Selanjutnya kaidah hukum mempunyai tugas untuk memberikan kepastian dan kesebandingan didalam hukum. Jika tugas yang dwi tunggal itu dihubungkan dengan tujuan hukum, maka pemberian kepastian hukum bertujuan kepada ketertiban, sedangkan pemberian kesebandingan bertujuan kepada ketenangan pribadi. Dengan demikian jelas bahwa hukum ditujukan baik kepada kepentingan umum maupun untuk kepentingan pribadi.
B. Tata Urutan Perundang-Undangan dan Jenis Produk Hukum.
Pancasila merupakan sumber dari segala sumber hukum negara. Sebagai norma dasar maka yang penting dalam setiap materi muatan peraturan perundang-undangan harus dijiwai Pancasila yang termanifestasikan dari pasal-pasal didalamnya. Kelima sila yang terkandung dalam Pancasila menjadi norma dasar (grundnorm).
Kekacauan tata urutan atau hirarkhi peraturan perundang-undangan di Indonesia telah terjadi sejak periode orde lama sampai menjelang era reformasi. Mengenai hal ini patut disimak pendapatnya Sirajuddin yang mengatakan bahwa :
“Penempatan hirarkhi peraturan dalam peraturan perundang-undangan sebagaimana dianut di Indonesia sejak Ketetapan MPR No. XX/MPRS/1966 hingga UU No. 10 Tahun 2004 terbilang cukup unik, karena tidak ada suatu sistem hukum positif di dunia ini yang secara khusus mengatur tata urutan peraturan perundang-undangan. Kalaupun ada pengaturannya sebatas pada asas yang menyebutkan misalnya, Peraturan Daerah tidak boleh bertentangan dengan peraturan perundang-undangan yang lebih tinggi tingkatannya” atau dalam UUD ada ungkapan “the supreme law of the land”. Mengapa tidak diatur ? Antara lain karena tata urutan mempunyai konsekwensi. Bahkan setiap peraturan perundang-undangan harus memiliki dasar hukum pada peraturan perundang-undangan yang lebih tinggi tingkatannya. Peraturan perundang-undangan lebih rendah tidak boleh bertentangan dengan peraturan perundang-undangan yang lebih tinggi. Apabila ternyata peraturan perundang-undangan yang lebih rendah tingkatannya bertentangan dengan peraturan perundang-undangan yang lebih tingggi, maka peraturan perundang-undangan yang lebih rendah dapat dituntut untuk dibatalkan atau batal demi hukum. Konsekwensi ini telah dianggap ada walaupun tidak diatur”.

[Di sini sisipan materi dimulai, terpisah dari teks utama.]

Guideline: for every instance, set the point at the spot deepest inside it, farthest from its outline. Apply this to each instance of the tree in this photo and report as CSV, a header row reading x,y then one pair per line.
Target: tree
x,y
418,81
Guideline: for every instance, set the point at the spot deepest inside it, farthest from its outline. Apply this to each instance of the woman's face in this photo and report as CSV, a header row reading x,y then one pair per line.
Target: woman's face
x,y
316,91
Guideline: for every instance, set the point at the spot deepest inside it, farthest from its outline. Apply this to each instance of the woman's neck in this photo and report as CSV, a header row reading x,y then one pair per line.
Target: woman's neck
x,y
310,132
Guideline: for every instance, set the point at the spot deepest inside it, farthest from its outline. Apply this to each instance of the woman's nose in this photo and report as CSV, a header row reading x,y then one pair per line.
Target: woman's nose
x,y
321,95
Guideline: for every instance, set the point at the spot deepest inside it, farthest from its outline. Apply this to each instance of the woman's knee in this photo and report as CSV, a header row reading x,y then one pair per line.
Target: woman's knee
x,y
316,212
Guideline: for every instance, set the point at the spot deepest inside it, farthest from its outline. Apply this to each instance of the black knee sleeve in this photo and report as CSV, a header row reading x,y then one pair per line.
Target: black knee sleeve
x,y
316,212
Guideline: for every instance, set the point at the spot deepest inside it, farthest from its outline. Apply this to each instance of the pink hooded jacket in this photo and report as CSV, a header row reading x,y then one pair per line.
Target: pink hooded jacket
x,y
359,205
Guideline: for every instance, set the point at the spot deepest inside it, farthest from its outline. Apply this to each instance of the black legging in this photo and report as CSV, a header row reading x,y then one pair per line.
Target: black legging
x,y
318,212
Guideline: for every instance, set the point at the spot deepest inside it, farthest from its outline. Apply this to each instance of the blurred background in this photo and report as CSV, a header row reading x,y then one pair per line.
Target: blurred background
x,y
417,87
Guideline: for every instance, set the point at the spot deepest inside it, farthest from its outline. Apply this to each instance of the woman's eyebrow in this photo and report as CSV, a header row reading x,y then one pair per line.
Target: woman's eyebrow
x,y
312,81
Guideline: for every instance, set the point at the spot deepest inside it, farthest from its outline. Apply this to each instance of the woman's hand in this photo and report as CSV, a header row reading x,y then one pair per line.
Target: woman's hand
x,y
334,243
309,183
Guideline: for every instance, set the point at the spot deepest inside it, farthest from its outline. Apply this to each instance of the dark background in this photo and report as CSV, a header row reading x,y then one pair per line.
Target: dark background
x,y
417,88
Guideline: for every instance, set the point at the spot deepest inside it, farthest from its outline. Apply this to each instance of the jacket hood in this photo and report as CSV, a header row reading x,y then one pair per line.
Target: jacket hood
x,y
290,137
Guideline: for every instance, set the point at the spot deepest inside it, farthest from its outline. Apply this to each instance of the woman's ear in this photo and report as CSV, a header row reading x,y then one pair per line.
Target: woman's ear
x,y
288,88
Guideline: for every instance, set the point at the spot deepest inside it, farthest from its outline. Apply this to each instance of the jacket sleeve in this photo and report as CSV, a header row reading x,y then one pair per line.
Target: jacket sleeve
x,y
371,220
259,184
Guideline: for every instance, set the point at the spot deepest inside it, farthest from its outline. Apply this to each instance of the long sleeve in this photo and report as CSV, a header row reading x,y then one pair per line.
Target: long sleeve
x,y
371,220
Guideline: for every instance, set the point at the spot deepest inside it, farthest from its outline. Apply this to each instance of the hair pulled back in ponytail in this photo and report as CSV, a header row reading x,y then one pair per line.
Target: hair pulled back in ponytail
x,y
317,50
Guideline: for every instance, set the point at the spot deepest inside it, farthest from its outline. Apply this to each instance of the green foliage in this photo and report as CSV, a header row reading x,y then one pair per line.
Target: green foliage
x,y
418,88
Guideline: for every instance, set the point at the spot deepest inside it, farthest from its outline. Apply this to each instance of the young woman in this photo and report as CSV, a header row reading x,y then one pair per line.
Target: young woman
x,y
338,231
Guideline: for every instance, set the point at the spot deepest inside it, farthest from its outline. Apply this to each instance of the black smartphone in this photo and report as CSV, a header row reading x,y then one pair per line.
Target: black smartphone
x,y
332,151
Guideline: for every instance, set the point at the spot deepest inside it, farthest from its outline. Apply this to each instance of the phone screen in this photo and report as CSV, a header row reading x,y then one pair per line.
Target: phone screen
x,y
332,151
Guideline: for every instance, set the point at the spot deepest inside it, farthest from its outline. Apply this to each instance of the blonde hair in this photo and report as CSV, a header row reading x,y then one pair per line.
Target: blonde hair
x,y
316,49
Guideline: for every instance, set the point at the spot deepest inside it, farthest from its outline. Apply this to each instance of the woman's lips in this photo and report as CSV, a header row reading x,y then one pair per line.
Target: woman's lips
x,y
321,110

Faktor lain yang menyebabkan tidak ada kelaziman mengatur tata urutan peraturan perundang-undangan, karena sistem hukum positif tidak hanya berupa peraturan perundang-undangan, melainkan juga hukum tidak tertulis (yurisprudensi, hukum adat dan hukum kebiasaan). Kaidah-kaidah hukum tidak tertulis ini dapat juga digunakan untuk menguji peraturan perundang-undangan atau sebaliknya , walaupun tidak bertalian dengan tata urutan peraturan perundang-undangan.
Berdasarkan UU. No. 10 Tahun 2004 pada Pasal 7 ayat (1) ditentukan hirarkhi peraturan perundang-undangan meliputi :
1. UUD 1945.
2. UU/Perpu.
3. PP.
4. Perpres.
5. Perda.
Sedangkan dalam Pasal 2 dan Pasal 3 Permendagri No. 16 Tahun 2006 tentang Prosedur Penyusunan Produk Hukum Daerah ditentukan produk hukum daerah yang bersifat pengaturan dan penetapan. Hirarkhi yang bersifat pengaturan yakni :
1. Perda atau sebutan lainnya.
2. Peraturan Kepala Daerah.
3. Peraturan Bersama Kepala Daerah.
Dalam pembagian selanjutnya yang bersifat penetapan meliputi :
1. Keputusan Kepala Daerah.
2. Instruksi Kepala Daerah.

C. Bentuk Produk Hukum Menurut Jenis dan Sifatnya.
Seperti disinggung pada bahasan diatas, jika dikelompokkan sifat produk hukum terdiri atas yang bersifat pengaturan (regeling) dan yang bersifat penetapan (beschikking). Pembagian ini penting, mengingat dalam sistem hukum modern, hukum tertulis semakin memegang peranan penting dalam penyelengggaraan pemerintahan, karena salah satu ciri hukum modern adalah sifatnya yang tertulis.
Dilihat dari bentuk jenis dan sifatnya produk hukum dapat dibedakan menjadi 2, yakni peraturan perundang-undangan yang bersifat mengatur (regeling) dan yang bersifat keputusan/penetapan (beschikking).
Dalam Pasal 1 angka 2 UU No. 10 Tahun 2004, peraturan perundang-undangan didefinisikan peraturan tertulis yang dibentuk oleh lembaga negara atau pejabat yang berwenang dan mengikat secara umum. Sementara keputusan/penetapan/ketetapan adalah :
“ Suatu penetapan tertulis yang dikeluarkan oleh badan atau pejabat tata usaha negara yang berisi tindakan hukum tata usaha negara berdasarkan peraturan perundang-undangan yang berlaku yang bersifat kongkrit, individual dan final yang menimbulkan akibat hukum bagi orang atau badan hukum perdata”.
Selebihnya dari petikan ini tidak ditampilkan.